Not quite 20 years ago, I was between graduate programs.
I had earned my Ph.D in chemistry and filed my applications to seven Ph.D. programs in philosophy. (There were some surreal moments on the way to this, including retaking the GRE two weekends after defending my chemistry dissertation — because, apparently, the GRE is a better predictor of success in graduate school than is success in graduate school.) In the interval between the graduate stipend from the chemistry program from which I was now a proud graduate and the (hypothetical) graduate stipend from the philosophy graduate program on the horizon, I needed to earn some money so I could continue to pay my rent.

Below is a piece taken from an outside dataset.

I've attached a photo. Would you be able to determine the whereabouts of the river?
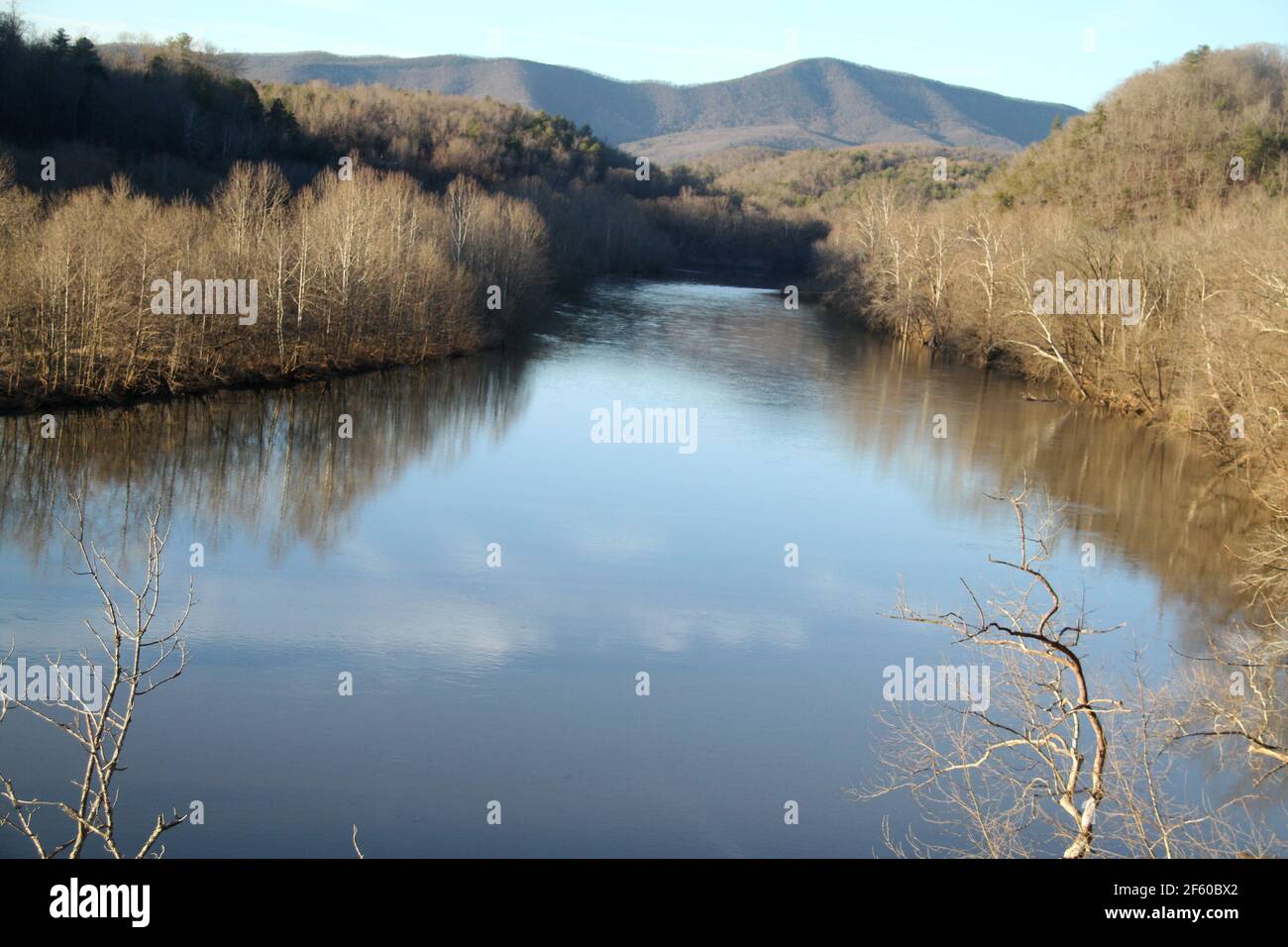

I pieced together something approximating enough earnings. I spent a few hours a week as a research assistant to a visiting scholar studying scientific creativity. I spent many hours a week as an out-call SAT-prep tutor (which involved almost as many hours on San Francisco Bay Area freeways as it did working one-on-one with my pupils). I even landed a teaching gig at the local community college, although that wouldn’t start until the summer session. And, I taught the general chemistry segment of a Medical College Admission Test (MCAT) prep course.
Teaching the MCAT prep course involved four meetings (each four hours long, with three ten-minute breaks interspersed so people could stretch their legs, use the bathroom, find a vending machine, or what have you) with a large number of students planning to take the MCAT and apply to medical school. The time was divided between providing a refresher on general chemistry concepts and laying out problem-solving strategies for the “passage problems” to which the MCAT had recently shifted. I was working with old-school overhead transparencies (since this was 1994), with key points and the problems themselves in permanent ink and the working-out of the problems in transparency markers that erased with a damp cloth. The screen onto which the transparencies projected was very large, so I’d have to make use of the long rubber-tipped wooden pointer that was resting on the ledge of the chalkboard behind the screen.
During hour two of the very first meeting of the very first session I taught this MCAT prep course, as I retrieved the pointer from the chalk-ledge, I noticed that a single word had been written on the chalkboard:
Bitch
I was pretty sure it hadn’t been on the board at the beginning of the session. But I still had three hours worth of concepts to explain and problems to work before we could call it a day. So I ignored it and got down to business.
The second meeting with this group, I made a point of checking the chalkboard before I pulled down the projections screen, fired up the overhead projector, and commencing the preparation of the students for the MCAT.
Before the four hour session began, the chalkboard was blank. By the end of the four hours, again, there was a single word written on it:
Bitch
The same thing happened in our third session. By then it had started to really bug me, so, at the beginning of our fourth and final meeting together, I resolved at least to flush out whoever was doing the writing on the chalkboard. I collected all the chalk from the ledges and put it in the sink of the lab counter at the front of the room (for I was lecturing in a proper laboratory lecture hall, with sink, gas jets, and such). And, I brought a water bottle with me so I wouldn’t have to leave the lecture hall during the ten minute breaks to find a water fountain.
At the very first break, one of the young men in the prep course followed a path between the projection screen and the chalkboard, paused as if lost (or in search of chalk?), and then exited the room looking only a tiny bit sheepish.
On the board, appearing like a film negative against the light residue of chalk dust, he had written (I presume with a moistened finger):
Bitch
I still have no idea at all what provoked this hostility. The structure of the MCAT prep course was such that all I was doing was giving the students help in preparing for the MCAT. I was not grading them or otherwise evaluating them. Heck, I wasn’t even taking attendance!
What on earth about 25-year-old me, at the front of a lecture hall trying to make the essentials of general chemistry easy to remember and easy to apply to problem-solving — something these students presumably wanted, since they paid a significant amount of money to take the course — what made me a “bitch” to this young man? Why was it so important to him that not a single meeting we had passed without my knowing that someone in attendance (even if I didn’t know exactly who) thought I was a bitch?
When it happened, this incident was so minor, against the more overt hostility toward me as a woman in a male-dominated scientific field (soon to be followed, though I didn’t anticipate it at the time, by overt hostility toward me as a woman in male-dominated academic philosophy), that I almost didn’t remember it.
But then, upon reading this account of teaching while female, I did.
I remembered it so vividly that my cheeks were burning as they did the first time I saw that chalk-scrawled “bitch” and then had to immediately shake it off so that we could cover what needed to be covered in the time we had left for that meeting.
And I ask myself again, what was I doing, except a job that I was good at, a job that I did well, a job that I needed — what was I doing to that particular young man, paying for the service I was providing — that made me a bitch?